Ou trop visible. Ca dépend de qui s'y penche.

Avec amertume, Niko se disent qu'il manque deux autres choix, et que cette putain de société est trop conservatrice pour écouter leurs voix.

Pour le moment, de Niko ou Niko, l'un n'existe pas.

                                                                                            ***

- Niko, je sors avec qui exactement?

La question est aussi aride qu'acide, et les yeux clairs de Mari sont presqu'accusateurs. Presque, parce qu'avec, il y a deux autres lueurs, toutes petites. Une touche de pitié et une touche d'incompréhension. Les deux font mal. Horriblement mal. De toute manière, ils sont tous comme ça. Pas comme si c'était nouveau.

Une claque n'aurait pas eu moins d'effet.

- Je...

Ils ne devraient pas avoir à se justifier.

Il.

Aujourd'hui est un jour bleu.

- C'est bien ton genre, de t'esquiver, hein. Pauvre type.

Genre. Type. Comment ça pourrait lui correspondre? "Leur", ils se corrigent machinalement. Même dire "je", est compliqué. Dans le creux de l'estomac, l'angoisse tord les tripes et rugissent des insultes. Si seulement ils n'étaient pas trente-six mille dans sa tête. Enfin non, ils ne sont que deux. Ou un. Mais c'est déjà trop, lorsque depuis tout petit, on a appris que le binaire ne pouvait pas être impair.

Devant la petite silhouette qui s'éloigne, Niko commence à additionner des nouveaux points d'interrogation.

                                                                                         ***

Il va encore falloir faire le tri.

Un sac, deux sacs, trois sacs, dix-neuf ans de sa vie qu'il fout à la benne. Il exagère, bien sûr, il y a des trucs qu'elle n'a jamais connu, qui datent d'avant, quand le bizarre ne paraissait pas encore anormal. D'autres machins qui sont dans la cave et auxquels sa mère s'accroche désespérément. Personne n'ira les lui arracher, la cruauté n'est pas un but en soi. La cruauté arrive au dépourvu, la plupart du temps. C'est ce qu'ils ont appris. Ce qu'on leurs a appris.

Méticuleusement, ils balancent dans une poubelle puis la suivante, ces objets ou vêtements qui ont essayé de lui placardé une définition, alors qu'ils n'avaient à attendre qu'une personnalité. Niko a toujours été Niko. Qui que soit Niko.

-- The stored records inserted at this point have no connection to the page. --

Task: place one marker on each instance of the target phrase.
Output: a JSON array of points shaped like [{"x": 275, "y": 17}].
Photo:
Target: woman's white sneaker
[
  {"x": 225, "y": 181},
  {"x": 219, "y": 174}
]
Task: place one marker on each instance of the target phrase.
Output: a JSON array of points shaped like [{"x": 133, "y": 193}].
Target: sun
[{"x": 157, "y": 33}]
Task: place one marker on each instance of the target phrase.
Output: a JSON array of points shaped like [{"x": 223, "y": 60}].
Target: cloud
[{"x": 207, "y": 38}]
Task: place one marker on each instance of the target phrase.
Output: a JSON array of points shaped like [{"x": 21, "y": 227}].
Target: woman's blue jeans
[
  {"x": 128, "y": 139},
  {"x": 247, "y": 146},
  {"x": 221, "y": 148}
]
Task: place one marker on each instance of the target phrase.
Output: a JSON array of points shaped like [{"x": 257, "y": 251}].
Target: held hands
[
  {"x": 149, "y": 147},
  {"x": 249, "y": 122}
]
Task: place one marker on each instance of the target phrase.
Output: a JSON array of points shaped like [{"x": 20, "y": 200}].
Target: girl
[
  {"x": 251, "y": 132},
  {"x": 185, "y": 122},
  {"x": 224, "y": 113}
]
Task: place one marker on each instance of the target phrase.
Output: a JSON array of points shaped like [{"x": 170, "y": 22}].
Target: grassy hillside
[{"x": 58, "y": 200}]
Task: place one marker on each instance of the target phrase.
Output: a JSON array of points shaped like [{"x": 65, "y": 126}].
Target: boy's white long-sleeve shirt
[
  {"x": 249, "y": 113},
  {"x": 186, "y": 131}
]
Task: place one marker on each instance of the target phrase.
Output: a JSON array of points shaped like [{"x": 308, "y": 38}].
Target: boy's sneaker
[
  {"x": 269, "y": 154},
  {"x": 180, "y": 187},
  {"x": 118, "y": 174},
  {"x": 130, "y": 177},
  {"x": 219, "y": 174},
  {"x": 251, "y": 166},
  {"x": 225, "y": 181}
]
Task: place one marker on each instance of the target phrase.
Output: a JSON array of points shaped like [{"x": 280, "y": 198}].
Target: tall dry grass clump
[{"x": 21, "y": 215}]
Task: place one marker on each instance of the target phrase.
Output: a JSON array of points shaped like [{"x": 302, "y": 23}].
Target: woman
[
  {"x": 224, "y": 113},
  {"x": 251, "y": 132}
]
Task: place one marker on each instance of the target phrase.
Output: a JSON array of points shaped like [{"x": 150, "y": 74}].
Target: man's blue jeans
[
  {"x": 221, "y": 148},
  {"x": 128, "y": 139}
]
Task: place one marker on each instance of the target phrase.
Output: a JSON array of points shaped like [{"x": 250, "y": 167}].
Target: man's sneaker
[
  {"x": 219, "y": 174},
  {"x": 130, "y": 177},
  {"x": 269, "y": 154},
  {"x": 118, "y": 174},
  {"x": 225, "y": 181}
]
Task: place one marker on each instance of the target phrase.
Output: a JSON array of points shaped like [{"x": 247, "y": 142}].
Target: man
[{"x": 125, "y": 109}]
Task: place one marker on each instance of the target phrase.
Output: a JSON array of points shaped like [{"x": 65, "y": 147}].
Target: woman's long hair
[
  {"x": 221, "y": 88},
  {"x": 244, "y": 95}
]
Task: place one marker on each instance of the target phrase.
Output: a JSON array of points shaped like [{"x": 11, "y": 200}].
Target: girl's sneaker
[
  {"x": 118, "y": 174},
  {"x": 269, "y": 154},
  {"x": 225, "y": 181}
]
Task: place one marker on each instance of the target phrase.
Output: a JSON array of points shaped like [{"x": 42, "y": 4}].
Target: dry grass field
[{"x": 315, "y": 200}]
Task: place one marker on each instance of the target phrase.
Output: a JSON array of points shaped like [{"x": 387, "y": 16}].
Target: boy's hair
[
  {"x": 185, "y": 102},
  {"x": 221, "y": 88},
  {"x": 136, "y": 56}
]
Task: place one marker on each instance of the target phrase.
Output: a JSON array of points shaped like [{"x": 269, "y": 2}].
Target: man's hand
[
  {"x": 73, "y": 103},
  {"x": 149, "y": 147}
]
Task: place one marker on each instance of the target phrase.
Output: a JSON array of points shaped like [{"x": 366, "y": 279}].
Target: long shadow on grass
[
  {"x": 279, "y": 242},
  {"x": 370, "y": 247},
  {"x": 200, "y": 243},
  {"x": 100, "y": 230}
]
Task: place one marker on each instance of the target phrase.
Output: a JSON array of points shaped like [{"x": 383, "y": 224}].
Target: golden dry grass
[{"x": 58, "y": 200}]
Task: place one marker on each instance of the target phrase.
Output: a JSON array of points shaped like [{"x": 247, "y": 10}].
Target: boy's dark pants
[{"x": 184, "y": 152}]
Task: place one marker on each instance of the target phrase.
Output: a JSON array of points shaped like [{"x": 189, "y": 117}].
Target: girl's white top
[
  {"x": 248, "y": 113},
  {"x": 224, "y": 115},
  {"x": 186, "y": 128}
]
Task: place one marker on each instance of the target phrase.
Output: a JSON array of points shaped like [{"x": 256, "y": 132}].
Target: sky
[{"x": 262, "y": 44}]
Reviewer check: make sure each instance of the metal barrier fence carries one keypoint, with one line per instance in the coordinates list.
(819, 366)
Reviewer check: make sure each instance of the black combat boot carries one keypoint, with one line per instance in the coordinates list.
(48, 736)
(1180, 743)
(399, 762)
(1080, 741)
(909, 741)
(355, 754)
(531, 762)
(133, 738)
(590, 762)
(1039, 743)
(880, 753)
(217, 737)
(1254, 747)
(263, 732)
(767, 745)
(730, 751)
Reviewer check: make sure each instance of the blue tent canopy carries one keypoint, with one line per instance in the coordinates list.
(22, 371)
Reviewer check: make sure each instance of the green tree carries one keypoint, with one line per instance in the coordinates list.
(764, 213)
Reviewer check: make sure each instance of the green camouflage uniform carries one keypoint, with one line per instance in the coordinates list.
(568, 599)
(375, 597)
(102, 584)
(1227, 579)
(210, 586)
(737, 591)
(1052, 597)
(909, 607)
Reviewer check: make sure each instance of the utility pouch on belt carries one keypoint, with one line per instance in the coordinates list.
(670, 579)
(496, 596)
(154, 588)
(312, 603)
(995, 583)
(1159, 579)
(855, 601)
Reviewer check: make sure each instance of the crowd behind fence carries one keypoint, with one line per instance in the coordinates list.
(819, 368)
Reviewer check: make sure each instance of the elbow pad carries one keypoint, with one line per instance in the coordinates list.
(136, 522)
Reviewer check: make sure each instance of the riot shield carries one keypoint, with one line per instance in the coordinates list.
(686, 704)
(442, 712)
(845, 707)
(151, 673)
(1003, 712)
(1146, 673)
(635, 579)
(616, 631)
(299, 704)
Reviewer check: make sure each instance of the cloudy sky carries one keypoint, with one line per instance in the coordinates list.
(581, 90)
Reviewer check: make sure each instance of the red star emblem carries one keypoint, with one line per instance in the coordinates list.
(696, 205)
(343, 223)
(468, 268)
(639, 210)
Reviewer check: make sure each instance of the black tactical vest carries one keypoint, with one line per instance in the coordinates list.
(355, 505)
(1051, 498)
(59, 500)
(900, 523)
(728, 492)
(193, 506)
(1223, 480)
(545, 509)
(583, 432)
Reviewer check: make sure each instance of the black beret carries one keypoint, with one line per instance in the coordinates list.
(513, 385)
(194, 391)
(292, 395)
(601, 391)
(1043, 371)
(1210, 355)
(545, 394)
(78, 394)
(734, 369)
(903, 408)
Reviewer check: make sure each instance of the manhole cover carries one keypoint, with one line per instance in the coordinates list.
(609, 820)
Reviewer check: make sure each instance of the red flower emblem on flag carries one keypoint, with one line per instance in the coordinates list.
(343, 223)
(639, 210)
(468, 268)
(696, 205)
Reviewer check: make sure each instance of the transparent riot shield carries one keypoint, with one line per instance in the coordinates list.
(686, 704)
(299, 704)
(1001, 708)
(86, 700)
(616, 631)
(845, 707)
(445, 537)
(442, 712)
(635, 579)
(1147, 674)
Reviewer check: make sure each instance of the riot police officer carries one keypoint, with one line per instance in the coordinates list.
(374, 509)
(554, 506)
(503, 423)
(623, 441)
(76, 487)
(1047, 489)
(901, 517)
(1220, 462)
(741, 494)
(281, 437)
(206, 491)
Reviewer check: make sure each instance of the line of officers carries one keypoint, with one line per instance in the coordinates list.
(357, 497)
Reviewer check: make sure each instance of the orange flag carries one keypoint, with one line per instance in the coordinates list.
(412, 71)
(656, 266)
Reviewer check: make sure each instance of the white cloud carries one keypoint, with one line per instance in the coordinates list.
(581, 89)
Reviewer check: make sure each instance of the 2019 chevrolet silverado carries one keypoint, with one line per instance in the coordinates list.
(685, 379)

Par habitude, ils utilisent encore le pluriel, qui s'est instauré un peu par facilité, aussi ironique que ce soit. Et puis le nihilisme, c'est pas trop la bonne came non plus, alors la convenance doit bien se trouver quelque part.

Ca fait quelques mois, maintenant, que le ciel a consenti à s'éclaircir pour laisser un peu de répit à l'esprit. Ils ont réussi à établir une certaine balance, à appréhender la situation sans se dire éternellement qu'ils sont des monstres, à défaut d'être humain. Ca rentre doucement, même si les vieux réflexes sont encore là et qu'il faut encore éviter de trop ciller à chaque nouvelle rencontre, quitte à démontrer par A+B ce qu'ils sont, précisément.

Malgré tout, Niko ne désespère pas et répète, avec patience, ce qu'eux-mêmes sont parvenus à apaiser.

Au fond, il ne suffit que d'une condition. Accepter.

Ca paraît faisable.

                                                                                          ***

- "Niko", ça s'écrit comment?

La pièce est petite, sobre, avec une plante qui fait décoration. A ses pieds, le tapis n'a pas l'air de tenir concrètement chaud; pourtant la moquette est entretenue avec tellement de soin, qu'ils se disent qu'elle doit avoir une sorte de pouvoir spécial, une aura ou à peu près pareil. Ca semble le style de la maison. Ca dit ou rien. Pour rien.

Dehors, il y a encore du vent, il fait frais et même les moineaux éprouvent le besoin de se caler plus confortablement dans leur nid.

Ils sourient, un peu.

La feuille devant eux est une tache blanche presqu'immaculée sur le bois sombre de la table. Il y a quelques lignes, pour remplir le formulaire d'admission. Officiellement.

- En katakana.

Derrière les incontournables "Homme" et "Femme", ils marquent fermement la croix à "Autre".